A parcel arrived at the Post Office,—
A Banghy Parcel, marked, WITH CARE
(In our Indian slang
Banghy means, It is apt to bang!)
Well, bang it went!
And sent the Post Office, roof and wall,
Door, and window, and postmen, and all,
Here, and there, and everywhere!
'Twas a "bearing parcel:" it bore some
Of the very finest Petroleum,—
A sample sent
For experiment
By a Firm to a scientific gent.
—Well, well, my friends, I need hardly say
Explosions are blessings in their own way.
When one occurs, it is one of its tricks
To knock a few postmen up with the bricks,
Thus, in the Postal Service, you know,
Promotion is never very slow:
Some get promoted to heavenly bliss,
And some, on earth, in the Post Office.
—And then,
Over the graves of the dead postmen,
Consider what epitaphs one might pen!
You might write o'er the stone—

"Dear Reader, who passest by,
For the Postman's body that lies below,
Drop not a tear, nor sigh,
Nor sob, nor moan,
For his soul did go, from this world or woe,
By Banghy-post, straight to the sky!"

The Death of the Rev. Melchizedec Jones.

My readers will hear, with mournful groans,
Of the death of the Rev.
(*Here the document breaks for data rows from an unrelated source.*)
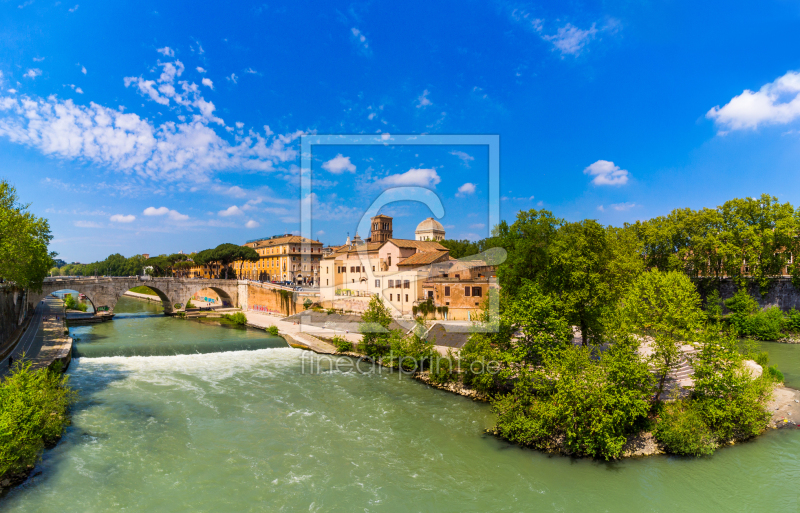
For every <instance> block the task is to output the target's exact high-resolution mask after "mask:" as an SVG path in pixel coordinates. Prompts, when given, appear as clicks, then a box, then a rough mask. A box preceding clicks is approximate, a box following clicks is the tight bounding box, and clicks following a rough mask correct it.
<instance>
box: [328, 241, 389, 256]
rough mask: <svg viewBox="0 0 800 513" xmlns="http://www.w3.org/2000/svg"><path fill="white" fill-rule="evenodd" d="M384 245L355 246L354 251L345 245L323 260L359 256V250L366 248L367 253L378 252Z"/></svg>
mask: <svg viewBox="0 0 800 513" xmlns="http://www.w3.org/2000/svg"><path fill="white" fill-rule="evenodd" d="M382 245H383V243H381V242H367V243H366V244H359V245H358V246H353V249H350V246H347V245H344V246H339V247H338V248H336V249H334V250H333V253H331V254H330V255H327V256H325V257H323V258H337V257H341V256H344V255H348V254H351V253H352V254H358V252H359V250H361V249H363V248H364V247H365V246H366V250H367V252H372V251H377V250H378V249H380V247H381V246H382Z"/></svg>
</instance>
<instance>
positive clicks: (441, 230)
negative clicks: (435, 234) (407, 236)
mask: <svg viewBox="0 0 800 513" xmlns="http://www.w3.org/2000/svg"><path fill="white" fill-rule="evenodd" d="M430 230H435V231H440V232H443V231H444V226H442V223H440V222H439V221H437V220H436V219H434V218H432V217H429V218H427V219H425V220H424V221H422V222H421V223H419V224H418V225H417V229H416V231H418V232H424V231H430Z"/></svg>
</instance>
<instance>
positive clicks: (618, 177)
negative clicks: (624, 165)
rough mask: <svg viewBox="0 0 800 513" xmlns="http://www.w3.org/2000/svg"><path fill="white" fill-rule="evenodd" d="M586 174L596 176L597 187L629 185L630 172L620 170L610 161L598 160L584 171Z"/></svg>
mask: <svg viewBox="0 0 800 513" xmlns="http://www.w3.org/2000/svg"><path fill="white" fill-rule="evenodd" d="M583 172H584V174H587V175H590V176H594V179H593V180H592V183H593V184H595V185H625V184H626V183H628V174H629V173H628V171H627V170H625V169H620V167H619V166H617V165H614V163H613V162H609V161H608V160H598V161H597V162H595V163H594V164H592V165H591V166H589V167H587V168H586V169H584V170H583Z"/></svg>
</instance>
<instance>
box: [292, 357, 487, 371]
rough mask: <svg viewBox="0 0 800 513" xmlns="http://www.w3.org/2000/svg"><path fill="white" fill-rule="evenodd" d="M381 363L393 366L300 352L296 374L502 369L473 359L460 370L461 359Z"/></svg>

Melchizedec Jones.
This gentleman, famed for learning and piety,
Belong'd to the Teetotal Mission Society,
And for the last twelve years, or more,
Laboured with zeal at Arrackpore.
I may also add that, with lonely moans,
Ten children mourn the defunct Mr. Jones:
Indeed their sorrow passes description,
And really demands a handsome subscription.